Wall Street Journal:
- Jason L. Riley on Up from History: The Life of Booker T. Washington by Robert J. Norrell: "The thrust of Washington's message was self-improvement. His focus was
the development of the black population of the rural South. His
unwillingness to practice protest politics, however, has earned him the
scorn of many modern-day critics, who dismiss him as too meek in his
dealings with whites.
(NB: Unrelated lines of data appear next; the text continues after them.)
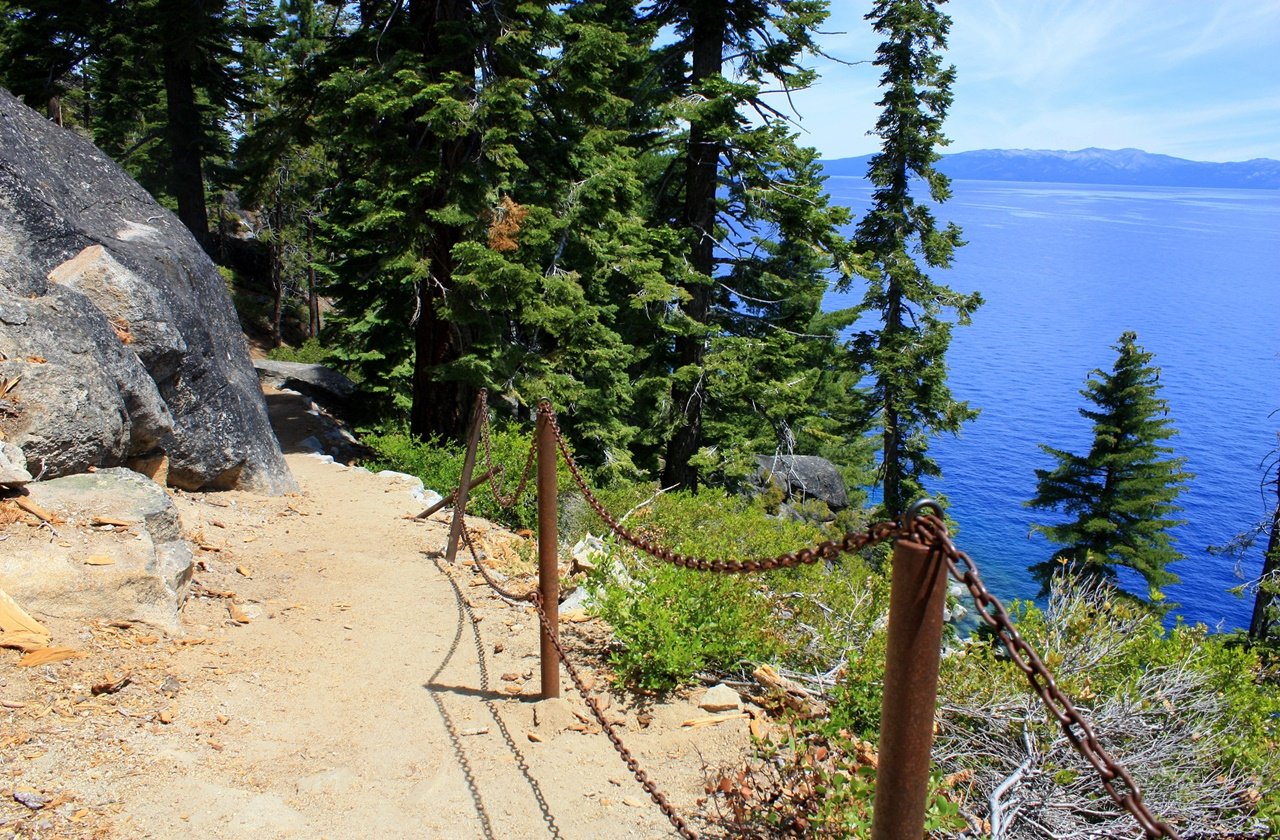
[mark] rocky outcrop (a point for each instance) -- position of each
(804, 476)
(117, 325)
(13, 466)
(119, 552)
(324, 384)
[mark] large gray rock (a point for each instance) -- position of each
(804, 476)
(323, 384)
(83, 398)
(96, 571)
(13, 466)
(112, 291)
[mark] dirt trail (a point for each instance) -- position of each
(342, 693)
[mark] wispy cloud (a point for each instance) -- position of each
(1183, 77)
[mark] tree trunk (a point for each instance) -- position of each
(183, 135)
(708, 23)
(1260, 622)
(440, 407)
(277, 338)
(312, 296)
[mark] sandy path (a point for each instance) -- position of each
(357, 701)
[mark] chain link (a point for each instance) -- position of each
(929, 530)
(609, 730)
(494, 482)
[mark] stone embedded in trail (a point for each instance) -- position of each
(151, 565)
(720, 698)
(804, 476)
(13, 466)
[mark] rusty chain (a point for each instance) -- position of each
(535, 599)
(929, 530)
(498, 496)
(609, 730)
(515, 597)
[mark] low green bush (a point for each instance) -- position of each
(439, 464)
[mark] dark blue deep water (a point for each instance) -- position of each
(1064, 270)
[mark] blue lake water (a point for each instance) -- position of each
(1065, 269)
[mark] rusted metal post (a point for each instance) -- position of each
(469, 465)
(917, 597)
(448, 500)
(548, 562)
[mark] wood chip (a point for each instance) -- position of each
(112, 520)
(23, 640)
(14, 617)
(48, 656)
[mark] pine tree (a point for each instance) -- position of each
(906, 355)
(1265, 619)
(759, 232)
(1121, 494)
(421, 113)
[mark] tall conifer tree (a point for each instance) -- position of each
(906, 355)
(759, 232)
(1121, 494)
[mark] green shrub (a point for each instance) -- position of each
(672, 622)
(1184, 710)
(439, 464)
(310, 352)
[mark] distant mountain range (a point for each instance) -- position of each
(1091, 165)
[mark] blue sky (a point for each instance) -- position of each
(1191, 78)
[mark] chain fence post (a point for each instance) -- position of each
(469, 465)
(917, 597)
(548, 562)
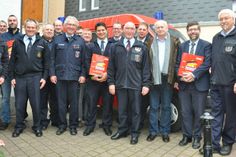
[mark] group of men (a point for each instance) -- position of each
(142, 70)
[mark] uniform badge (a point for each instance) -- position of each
(137, 49)
(77, 53)
(228, 48)
(137, 58)
(39, 54)
(75, 46)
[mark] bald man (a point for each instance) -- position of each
(129, 79)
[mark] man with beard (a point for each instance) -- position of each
(3, 26)
(193, 86)
(8, 37)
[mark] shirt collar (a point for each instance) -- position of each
(227, 33)
(132, 40)
(67, 35)
(27, 37)
(196, 42)
(100, 41)
(141, 39)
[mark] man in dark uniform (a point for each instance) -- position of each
(147, 39)
(8, 37)
(223, 80)
(129, 78)
(97, 84)
(58, 27)
(117, 32)
(67, 71)
(28, 70)
(48, 93)
(3, 61)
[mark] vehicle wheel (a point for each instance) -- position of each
(175, 115)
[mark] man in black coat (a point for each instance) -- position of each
(28, 72)
(67, 71)
(129, 78)
(97, 84)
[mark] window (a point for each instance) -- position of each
(82, 5)
(94, 4)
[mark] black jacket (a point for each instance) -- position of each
(21, 64)
(223, 70)
(3, 59)
(129, 69)
(93, 48)
(67, 58)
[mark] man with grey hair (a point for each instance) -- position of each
(58, 27)
(223, 83)
(48, 93)
(66, 72)
(128, 78)
(163, 55)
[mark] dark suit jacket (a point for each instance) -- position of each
(202, 77)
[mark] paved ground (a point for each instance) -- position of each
(95, 145)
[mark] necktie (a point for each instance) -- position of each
(128, 45)
(29, 45)
(192, 48)
(69, 38)
(102, 46)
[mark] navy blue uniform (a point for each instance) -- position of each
(28, 69)
(129, 72)
(3, 60)
(67, 64)
(95, 89)
(223, 78)
(48, 96)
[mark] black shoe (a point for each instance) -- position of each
(60, 131)
(185, 140)
(165, 138)
(3, 126)
(73, 131)
(44, 127)
(54, 124)
(107, 131)
(214, 151)
(17, 133)
(117, 136)
(38, 133)
(87, 131)
(134, 140)
(225, 149)
(196, 143)
(151, 137)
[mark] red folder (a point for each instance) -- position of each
(98, 64)
(189, 63)
(9, 45)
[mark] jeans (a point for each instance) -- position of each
(6, 93)
(160, 108)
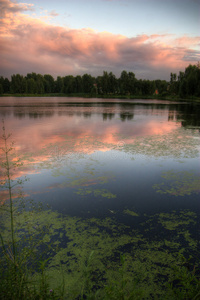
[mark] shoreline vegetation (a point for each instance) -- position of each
(106, 96)
(185, 86)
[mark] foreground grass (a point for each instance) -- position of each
(46, 255)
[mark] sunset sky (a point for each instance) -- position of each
(72, 37)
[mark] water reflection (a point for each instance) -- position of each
(80, 142)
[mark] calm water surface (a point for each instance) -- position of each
(107, 158)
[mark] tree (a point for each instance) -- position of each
(31, 86)
(59, 85)
(49, 83)
(88, 82)
(18, 84)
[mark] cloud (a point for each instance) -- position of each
(29, 44)
(53, 13)
(7, 6)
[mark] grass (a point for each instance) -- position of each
(35, 262)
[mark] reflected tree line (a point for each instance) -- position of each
(187, 115)
(186, 84)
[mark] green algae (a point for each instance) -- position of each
(178, 183)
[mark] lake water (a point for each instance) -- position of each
(135, 163)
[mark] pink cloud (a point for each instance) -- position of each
(29, 44)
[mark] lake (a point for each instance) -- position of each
(124, 173)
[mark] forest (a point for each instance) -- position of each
(185, 84)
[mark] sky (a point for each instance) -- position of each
(150, 38)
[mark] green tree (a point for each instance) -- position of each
(88, 82)
(31, 86)
(18, 84)
(6, 85)
(59, 85)
(49, 83)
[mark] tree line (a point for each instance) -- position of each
(185, 84)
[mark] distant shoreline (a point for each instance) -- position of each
(105, 96)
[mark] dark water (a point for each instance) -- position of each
(121, 177)
(93, 157)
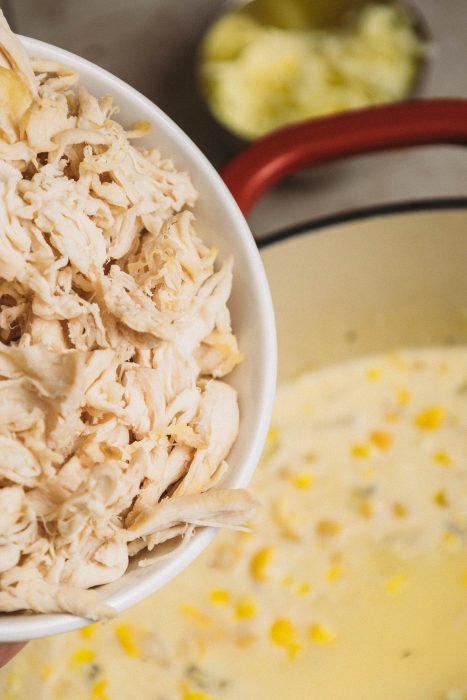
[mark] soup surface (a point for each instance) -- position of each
(352, 583)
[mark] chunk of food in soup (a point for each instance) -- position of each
(352, 583)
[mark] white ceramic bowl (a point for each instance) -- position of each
(219, 220)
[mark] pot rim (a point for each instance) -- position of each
(361, 213)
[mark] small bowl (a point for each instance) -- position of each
(221, 222)
(322, 15)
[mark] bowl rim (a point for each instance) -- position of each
(21, 627)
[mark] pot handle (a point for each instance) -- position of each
(317, 141)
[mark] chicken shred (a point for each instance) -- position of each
(115, 422)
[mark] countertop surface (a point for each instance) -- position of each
(152, 45)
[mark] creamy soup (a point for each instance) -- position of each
(351, 583)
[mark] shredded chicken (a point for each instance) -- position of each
(114, 337)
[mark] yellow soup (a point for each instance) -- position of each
(352, 583)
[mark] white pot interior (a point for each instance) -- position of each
(369, 285)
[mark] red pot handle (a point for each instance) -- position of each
(412, 123)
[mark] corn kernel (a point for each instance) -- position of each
(403, 396)
(440, 499)
(334, 573)
(321, 635)
(360, 451)
(283, 633)
(125, 637)
(381, 439)
(431, 418)
(443, 458)
(396, 584)
(82, 656)
(98, 690)
(88, 631)
(194, 614)
(196, 695)
(392, 416)
(260, 562)
(399, 510)
(219, 597)
(245, 608)
(303, 480)
(328, 528)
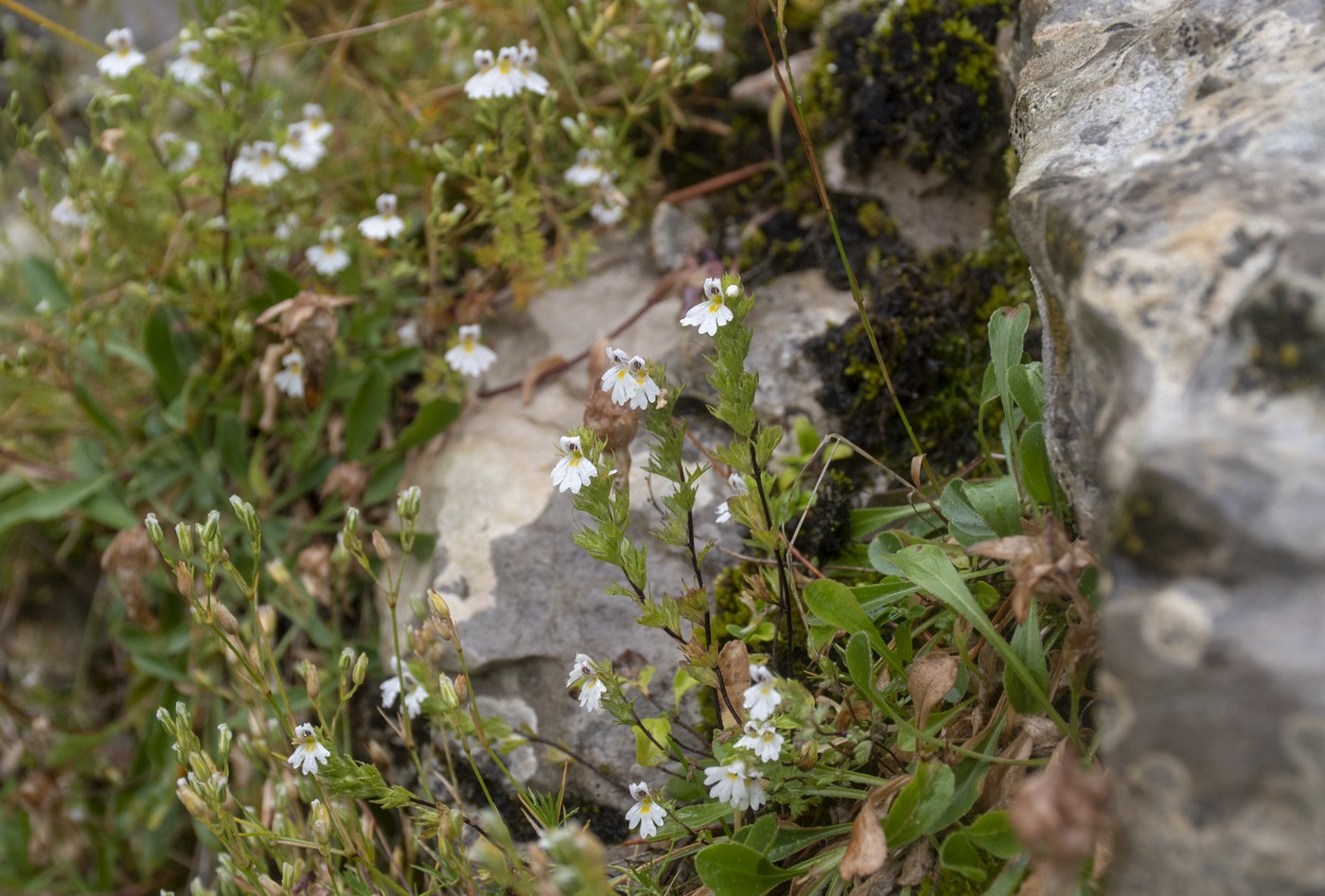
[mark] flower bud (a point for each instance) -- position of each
(185, 579)
(407, 505)
(439, 605)
(227, 621)
(321, 823)
(154, 531)
(447, 692)
(185, 536)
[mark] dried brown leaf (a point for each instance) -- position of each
(867, 847)
(930, 677)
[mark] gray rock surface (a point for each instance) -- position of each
(523, 595)
(1172, 199)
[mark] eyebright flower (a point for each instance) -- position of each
(315, 123)
(645, 813)
(761, 697)
(618, 377)
(469, 357)
(123, 56)
(645, 390)
(181, 155)
(391, 690)
(187, 69)
(573, 471)
(592, 690)
(762, 738)
(585, 172)
(308, 750)
(386, 224)
(735, 785)
(534, 82)
(66, 214)
(300, 149)
(712, 313)
(257, 165)
(291, 380)
(327, 257)
(738, 485)
(709, 40)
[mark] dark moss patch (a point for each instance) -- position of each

In 'Up From History,' a compelling biography, Robert J. Norrell
restores the Wizard of Tuskegee to his rightful place in the black
pantheon."
Globe & Mail:
- Charles Wilkins on The End of the River by Brian Harvey (and The Riverbones by Andrew Westoll): The End of the River is a brilliant and instructive book, alive
with the author's seditious intelligence, his inner compulsions and
restlessness, the lot of which are wedded to his literal journey in a
way that recalls the travel writing of one of Harvey's heroes, Sir
Richard Burton, who during the mid-1800s explored the Sao Francisco
River that so obsesses Harvey today."
The Guardian:
- Ian Sample on Remarkable Creatures by Sean Carroll: "In Remarkable Creatures, Sean Carroll tells the stories of the brave
band of men and women who made the discoveries that inspired and later
supported Darwin's theory of evolution by natural selection.... His account of how we got this far leaves you with an overwhelming
sense of awe and respect for the most remarkable of creatures, the men
and women who searched for the origins of species and in doing so gave
us a profound sense of place among life on Earth." - Sarah Churchill on The Book of Negroes by Lawrence Hill (published in the US asSomeone Knows My Name): "The first half of this book is a quite remarkable achievement, and if
the credibility begins to falter, the writing never does. Aminata's
characterisation remains vibrant and sharp, if a trifle
two-dimensional. She does not actually develop as a character, staying
as faithful, true and beloved as any 19th-century heroine of
sentimental fiction. Hill might well have tested us, himself and his
heroine beyond the "shocking" word in his title; I suspect we could all
have survived a little more imaginary suffering and emerged the
stronger for it. But for its first half, this is as gripping a novel as
I've read for a while, and its vivid central character achieves that
most elusive of goals, an afterlife beyond the pages of the book into
which she writes her life."
The New Yorker:
- John Lanchester on Lords of Finance: The Bankers Who Broke the World by Liaquat Ahamed: "It’s easy to be reminded, by all this, of more recent events. It’s also
easy to see history through the eyes of the present, and make people
look stupid for not knowing what we know. Liaquat Ahamed has the
imagination not to do that. While he makes clear the ways in which his
protagonists were wrong, he doesn’t judge them anachronistically. He
shows just how hard it is to be right when one is confronted with new
facts and unfamiliar developments." I also just have to quote Lanchester's lovely description of one of Ahamed's principal characters, Montagu Norman, the "world-class flake" who governed the Bank of England in the '20s: "If he were a children’s entertainer, you would decide not to employ him after checking out the photo on his Web site."